The close of the deal means that TIM will be able to reduce its net financial debt by €13.8 billion, in line with its plans at the start of discussions almost three years ago.
As of its Q1 2024 results, TIM reported net financial debt after lease of €21.4 billion.
The reduction of €13.8 billion from this figure means that TIM is “aligning leverage to best-in-class peers.”
It expects to see its leverage ratio (Adjusted Net Debt / Organic EBITDA AL) reduce to around 2x by the end of 2024 and between 1.6 and 1.7x by 2026.
TIM’s fixed-line network covers over 88% of Italy’s households and spans 23 million kilometres.
TIM will maintain access to the network through a 15-year term Master Service Agreement (MSA), which is renewable for a further 15 years.
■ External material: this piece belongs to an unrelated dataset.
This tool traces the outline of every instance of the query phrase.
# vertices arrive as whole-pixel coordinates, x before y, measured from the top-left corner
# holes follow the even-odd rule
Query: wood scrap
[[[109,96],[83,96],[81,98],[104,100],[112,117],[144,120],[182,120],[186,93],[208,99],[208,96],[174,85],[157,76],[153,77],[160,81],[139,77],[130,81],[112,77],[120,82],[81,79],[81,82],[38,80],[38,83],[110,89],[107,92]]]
Under the general conditions of the MSA the newly formed company, dubbed NetCo, will act as a “wholesale-only” operator, selling access and B2B services.
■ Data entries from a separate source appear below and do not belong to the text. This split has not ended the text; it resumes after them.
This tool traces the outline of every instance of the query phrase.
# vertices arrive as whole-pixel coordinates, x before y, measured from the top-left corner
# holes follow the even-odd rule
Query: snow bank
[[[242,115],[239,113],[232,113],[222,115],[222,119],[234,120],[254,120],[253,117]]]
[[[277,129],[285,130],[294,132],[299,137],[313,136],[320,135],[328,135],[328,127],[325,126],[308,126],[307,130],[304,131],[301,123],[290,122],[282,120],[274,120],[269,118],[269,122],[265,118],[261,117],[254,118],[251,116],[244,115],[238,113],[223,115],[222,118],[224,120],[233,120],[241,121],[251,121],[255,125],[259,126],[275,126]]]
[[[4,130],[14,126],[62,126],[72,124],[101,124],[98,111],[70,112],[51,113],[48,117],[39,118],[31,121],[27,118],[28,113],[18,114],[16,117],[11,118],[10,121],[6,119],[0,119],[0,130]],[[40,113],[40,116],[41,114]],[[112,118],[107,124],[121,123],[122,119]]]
Meanwhile, TIM will act as a “retail” operator, reselling services purchased from NetCo to retail customers.
TIM are hoping that the transaction will allow it to better compete in the consumer and enterprise markets in Italy.
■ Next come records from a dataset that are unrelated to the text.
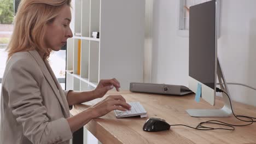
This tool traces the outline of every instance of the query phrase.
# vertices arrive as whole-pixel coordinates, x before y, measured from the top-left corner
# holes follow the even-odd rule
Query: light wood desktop
[[[190,117],[188,109],[217,109],[223,106],[221,98],[212,106],[201,100],[194,100],[194,94],[171,96],[132,93],[129,91],[109,92],[108,94],[121,94],[127,102],[139,101],[148,112],[148,117],[117,118],[114,112],[91,120],[85,127],[102,143],[256,143],[256,123],[237,127],[234,131],[214,130],[202,131],[173,126],[169,130],[146,132],[142,130],[149,117],[164,119],[170,124],[182,124],[195,127],[200,122],[211,119],[234,124],[246,124],[233,116],[230,117],[202,118]],[[87,109],[96,101],[86,105],[75,105],[71,111],[72,115]],[[235,113],[256,117],[256,107],[232,103]],[[221,127],[220,125],[207,126]]]

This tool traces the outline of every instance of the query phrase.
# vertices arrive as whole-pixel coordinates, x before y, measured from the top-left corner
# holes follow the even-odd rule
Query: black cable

It says the service agreement with Netco enables it to operate under a new business model that will allow the Group to compete more effectively with a stronger focus on the industrial and commercial aspects of its business.
“The completion of the transaction with KKR and the Italian Ministry of Finance is the result of two and a half years of intense work, during which we have improved the management of TIM and identified industrial and financial solutions that will enable us to meet future challenges”, said Pietro Labriola, CEO of TIM.
Italian infrastructure fund F2i will also own a 10% stake in the venture. Abu Dhabi's sovereign wealth fund ADIA will own 20% of the company and Canada Pension Plan will hold a 17.5% stake.